Human–Robot Collaboration in Industrial Production

Period: Oct 2015 – Sep 2017
Role: Doctoral Researcher
Principal Investigators: Prof. Martin Buss, PD Dr.-Ing. Dirk Wollherr, Dr.-Ing. Georg von Wichert
Affiliation: Technical University of Munich (TUM)
Funding: Siemens AD-Campus Project [ link ]
Industry Partner: Siemens AG

Overview

This project investigated human–robot collaboration (HRC) for industrial assembly scenarios in the context of emerging Industry 4.0 production paradigms.

Modern manufacturing increasingly requires flexible production systems capable of supporting mass customization and small-batch production. Traditional industrial robots are designed for rigid and repetitive tasks and therefore struggle to operate effectively in dynamic environments where humans and robots must cooperate.

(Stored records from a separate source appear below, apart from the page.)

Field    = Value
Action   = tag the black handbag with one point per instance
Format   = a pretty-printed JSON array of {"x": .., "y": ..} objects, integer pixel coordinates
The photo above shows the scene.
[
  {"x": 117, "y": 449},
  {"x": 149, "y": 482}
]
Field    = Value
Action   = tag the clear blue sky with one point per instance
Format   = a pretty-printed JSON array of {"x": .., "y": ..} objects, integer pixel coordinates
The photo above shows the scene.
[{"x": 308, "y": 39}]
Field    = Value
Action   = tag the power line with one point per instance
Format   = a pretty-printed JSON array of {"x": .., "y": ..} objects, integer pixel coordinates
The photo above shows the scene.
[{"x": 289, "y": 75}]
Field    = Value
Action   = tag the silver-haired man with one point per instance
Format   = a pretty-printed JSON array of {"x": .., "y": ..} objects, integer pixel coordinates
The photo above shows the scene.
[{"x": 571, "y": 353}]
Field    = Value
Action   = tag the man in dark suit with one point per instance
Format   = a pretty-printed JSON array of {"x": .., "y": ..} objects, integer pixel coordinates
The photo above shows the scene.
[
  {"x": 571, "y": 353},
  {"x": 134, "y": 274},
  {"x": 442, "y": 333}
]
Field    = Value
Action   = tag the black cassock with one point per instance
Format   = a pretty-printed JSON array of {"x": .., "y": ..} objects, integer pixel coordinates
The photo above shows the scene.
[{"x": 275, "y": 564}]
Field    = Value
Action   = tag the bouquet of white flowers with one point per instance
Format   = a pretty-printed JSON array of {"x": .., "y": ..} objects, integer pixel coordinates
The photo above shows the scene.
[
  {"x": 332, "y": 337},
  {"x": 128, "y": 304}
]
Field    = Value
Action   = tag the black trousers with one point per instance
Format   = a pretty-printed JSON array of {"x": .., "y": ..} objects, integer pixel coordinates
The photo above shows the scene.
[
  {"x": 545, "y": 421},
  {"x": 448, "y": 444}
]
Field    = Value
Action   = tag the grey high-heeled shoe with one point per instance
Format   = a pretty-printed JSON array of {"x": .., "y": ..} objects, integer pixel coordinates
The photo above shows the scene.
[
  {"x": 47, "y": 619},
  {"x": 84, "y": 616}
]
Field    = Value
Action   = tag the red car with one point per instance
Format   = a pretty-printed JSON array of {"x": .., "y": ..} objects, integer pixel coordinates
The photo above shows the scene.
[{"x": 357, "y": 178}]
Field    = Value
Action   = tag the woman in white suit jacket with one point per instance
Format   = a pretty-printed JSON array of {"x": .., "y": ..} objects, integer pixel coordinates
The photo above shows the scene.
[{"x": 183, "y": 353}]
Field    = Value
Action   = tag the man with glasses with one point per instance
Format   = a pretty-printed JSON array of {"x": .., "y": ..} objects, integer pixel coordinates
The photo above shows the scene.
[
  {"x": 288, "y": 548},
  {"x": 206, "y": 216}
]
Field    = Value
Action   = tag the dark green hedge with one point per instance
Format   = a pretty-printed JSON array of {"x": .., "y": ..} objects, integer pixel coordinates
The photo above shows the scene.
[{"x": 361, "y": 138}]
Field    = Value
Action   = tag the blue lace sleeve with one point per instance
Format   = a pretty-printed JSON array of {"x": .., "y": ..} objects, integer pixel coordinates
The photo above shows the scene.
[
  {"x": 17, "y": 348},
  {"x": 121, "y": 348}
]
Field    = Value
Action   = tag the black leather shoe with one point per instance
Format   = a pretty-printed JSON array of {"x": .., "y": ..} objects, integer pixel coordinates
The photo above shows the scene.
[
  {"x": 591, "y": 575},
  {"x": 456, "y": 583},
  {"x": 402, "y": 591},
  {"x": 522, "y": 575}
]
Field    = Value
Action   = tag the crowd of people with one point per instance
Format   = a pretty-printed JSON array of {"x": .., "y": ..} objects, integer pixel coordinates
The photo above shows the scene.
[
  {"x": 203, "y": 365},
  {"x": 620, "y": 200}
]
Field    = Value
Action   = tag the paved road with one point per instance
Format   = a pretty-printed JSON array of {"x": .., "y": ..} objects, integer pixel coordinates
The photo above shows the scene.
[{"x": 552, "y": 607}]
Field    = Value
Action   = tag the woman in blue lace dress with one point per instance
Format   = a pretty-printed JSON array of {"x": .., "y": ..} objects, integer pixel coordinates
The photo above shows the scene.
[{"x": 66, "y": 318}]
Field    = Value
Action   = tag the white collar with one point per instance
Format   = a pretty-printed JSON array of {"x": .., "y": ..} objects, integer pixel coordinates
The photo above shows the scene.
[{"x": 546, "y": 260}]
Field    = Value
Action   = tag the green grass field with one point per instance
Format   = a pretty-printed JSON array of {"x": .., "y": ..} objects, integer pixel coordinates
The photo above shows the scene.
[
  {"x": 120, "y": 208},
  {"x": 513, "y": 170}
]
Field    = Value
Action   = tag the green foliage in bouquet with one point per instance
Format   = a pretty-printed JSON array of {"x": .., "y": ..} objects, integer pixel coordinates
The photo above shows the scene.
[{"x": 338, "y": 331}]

The project explored how robotic systems can safely and efficiently collaborate with human workers in shared workspaces, focusing on task coordination, perception uncertainty, and execution monitoring in collaborative assembly processes.

Technical Focus

The project studied key challenges in deploying collaborative robots in industrial production, including:

• Modeling collaborative assembly processes: Representing human–robot tasks and coordination structures in assembly workflows.

• Task allocation and scheduling: Assigning subtasks between human operators and robotic manipulators.

• Perception uncertainty in collaborative environments: Handling incomplete or noisy information about object states and human actions.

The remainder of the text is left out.